Is this the correct way to show a sequence is divergent?

[AxiomOfChoice]

A sequence $\{x_n\}$ in a metric space $(X,d)$ converges iff

$$(\exists x\in X)(\forall \epsilon > 0)(\exists N \in \mathbb N)(\forall n > N)(d(x_n,x) < \epsilon).$$

Am I correct when I assert that the negation of this is: A sequence $\{x_n\}$ does not converge in $(X,d)$ iff

$$(\forall x\in X)(\exists \epsilon > 0)(\forall N \in \mathbb N)(\exists n > N)(d(x_n,x) \geq \epsilon)?$$

So, if I'm trying to show a sequence does not converge, I let $x\in X$ be given and show that there is some $\epsilon$ neighborhood of this point that contains at most finitely many of the $x_n$?

 

[JCVD]

Your original assertion of negation is correct, but your final statement is incorrect: for a given x, you must only show there is a neighborhood of x outside of which infinitely many x_n lie. The sequence 0,1,0,1,0,1,0,1,... does not converge to 0, but any neighborhood of 0 contains infinitely many x_n.

 

[AxiomOfChoice]

Your original assertion of negation is correct, but your final statement is incorrect: for a given x, you must only show there is a neighborhood of x outside of which infinitely many x_n lie. The sequence 0,1,0,1,0,1,0,1,... does not converge to 0, but any neighborhood of 0 contains infinitely many x_n.

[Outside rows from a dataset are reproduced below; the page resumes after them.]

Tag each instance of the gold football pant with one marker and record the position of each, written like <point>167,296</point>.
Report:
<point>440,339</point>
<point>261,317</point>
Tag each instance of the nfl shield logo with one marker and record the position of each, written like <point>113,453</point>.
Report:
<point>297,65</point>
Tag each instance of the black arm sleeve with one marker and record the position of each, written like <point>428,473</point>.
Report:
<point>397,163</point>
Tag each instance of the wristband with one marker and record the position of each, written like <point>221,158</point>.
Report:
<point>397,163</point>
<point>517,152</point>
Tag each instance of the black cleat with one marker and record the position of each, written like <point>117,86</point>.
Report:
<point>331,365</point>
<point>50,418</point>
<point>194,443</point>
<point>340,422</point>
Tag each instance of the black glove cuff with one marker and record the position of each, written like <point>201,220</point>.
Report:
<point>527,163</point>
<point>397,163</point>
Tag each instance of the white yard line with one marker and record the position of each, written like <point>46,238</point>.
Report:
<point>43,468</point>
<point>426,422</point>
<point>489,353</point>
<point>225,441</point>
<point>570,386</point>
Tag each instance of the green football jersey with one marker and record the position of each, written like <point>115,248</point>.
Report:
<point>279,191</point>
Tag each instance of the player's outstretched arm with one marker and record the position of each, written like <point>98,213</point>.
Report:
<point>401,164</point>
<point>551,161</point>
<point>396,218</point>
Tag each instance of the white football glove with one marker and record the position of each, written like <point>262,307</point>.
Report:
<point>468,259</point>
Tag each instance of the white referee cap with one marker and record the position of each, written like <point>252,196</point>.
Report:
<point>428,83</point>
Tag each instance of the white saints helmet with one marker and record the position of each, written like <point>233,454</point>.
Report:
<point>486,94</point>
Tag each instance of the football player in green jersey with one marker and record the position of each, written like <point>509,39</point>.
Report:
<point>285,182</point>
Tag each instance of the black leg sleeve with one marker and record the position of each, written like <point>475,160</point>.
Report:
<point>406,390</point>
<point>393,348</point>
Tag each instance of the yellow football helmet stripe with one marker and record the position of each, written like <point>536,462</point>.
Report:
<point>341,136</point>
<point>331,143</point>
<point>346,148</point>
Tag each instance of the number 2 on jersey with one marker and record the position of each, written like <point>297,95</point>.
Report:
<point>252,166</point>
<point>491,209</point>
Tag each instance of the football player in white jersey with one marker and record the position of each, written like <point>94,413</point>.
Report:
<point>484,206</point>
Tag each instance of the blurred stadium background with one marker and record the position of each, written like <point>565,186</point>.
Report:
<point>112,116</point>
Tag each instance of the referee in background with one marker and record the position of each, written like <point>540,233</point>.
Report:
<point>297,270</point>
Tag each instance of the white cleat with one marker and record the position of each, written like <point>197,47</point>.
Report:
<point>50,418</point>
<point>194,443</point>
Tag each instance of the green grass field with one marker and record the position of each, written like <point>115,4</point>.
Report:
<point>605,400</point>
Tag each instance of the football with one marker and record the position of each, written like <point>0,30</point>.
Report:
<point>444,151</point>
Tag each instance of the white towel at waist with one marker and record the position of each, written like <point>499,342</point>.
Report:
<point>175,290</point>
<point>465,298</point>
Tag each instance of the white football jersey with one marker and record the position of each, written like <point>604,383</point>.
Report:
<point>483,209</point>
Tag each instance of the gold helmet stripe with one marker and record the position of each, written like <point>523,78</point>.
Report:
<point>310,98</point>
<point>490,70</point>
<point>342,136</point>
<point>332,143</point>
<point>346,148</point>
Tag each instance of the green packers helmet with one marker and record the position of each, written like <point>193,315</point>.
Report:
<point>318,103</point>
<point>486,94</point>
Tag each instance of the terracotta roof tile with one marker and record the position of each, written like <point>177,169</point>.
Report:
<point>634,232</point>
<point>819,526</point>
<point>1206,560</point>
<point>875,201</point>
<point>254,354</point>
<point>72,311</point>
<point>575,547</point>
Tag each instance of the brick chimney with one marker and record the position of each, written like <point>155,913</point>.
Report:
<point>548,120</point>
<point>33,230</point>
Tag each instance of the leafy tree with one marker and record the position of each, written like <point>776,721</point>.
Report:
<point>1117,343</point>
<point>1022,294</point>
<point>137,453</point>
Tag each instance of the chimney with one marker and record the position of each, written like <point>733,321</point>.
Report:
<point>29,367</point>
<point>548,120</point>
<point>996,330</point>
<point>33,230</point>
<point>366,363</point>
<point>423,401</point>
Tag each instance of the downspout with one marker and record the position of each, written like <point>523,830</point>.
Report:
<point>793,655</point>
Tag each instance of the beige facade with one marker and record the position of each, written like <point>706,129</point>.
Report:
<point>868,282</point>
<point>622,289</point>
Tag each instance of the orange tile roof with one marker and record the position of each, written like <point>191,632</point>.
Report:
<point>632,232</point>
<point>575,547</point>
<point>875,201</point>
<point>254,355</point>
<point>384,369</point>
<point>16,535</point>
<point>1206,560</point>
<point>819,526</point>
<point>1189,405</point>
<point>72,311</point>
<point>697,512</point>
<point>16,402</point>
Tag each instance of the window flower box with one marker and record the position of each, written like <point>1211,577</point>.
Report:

Ok. So my phrasing of the negation is correct, but I interpreted it incorrectly. But certainly, if I'm given a sequence $\{x_n\}$ and I want to show it doesn't converge in $(X,d)$, if I show that for every $x\in X$ there exists an $\epsilon(x) > 0$ and an $N(x)\in \mathbb N$ such that $n > N(x)$ implies $d(x,x_n) > \epsilon(x)$ , I'm good, right? (The crucial question here is whether my $N$ and my $\epsilon$ are allowed to depend on the given $x$, which I think they can.)

 

[JCVD]

Everything in your last post is correct, but just beware that your argument will only be able to handle sequences without any convergent subsequence.

 

[AxiomOfChoice]

Everything in your last post is correct, but just beware that your argument will only be able to handle sequences without any convergent subsequence.

Ok, thanks! But if I'm trying to show (for example) that the space $(X,d)$ is not complete, then I'd *need* an argument like the above, right? Because if my sequence is Cauchy and has a convergent subsequence, the whole sequence converges to the limit of the subsequence, right?

 

[JCVD]

Right.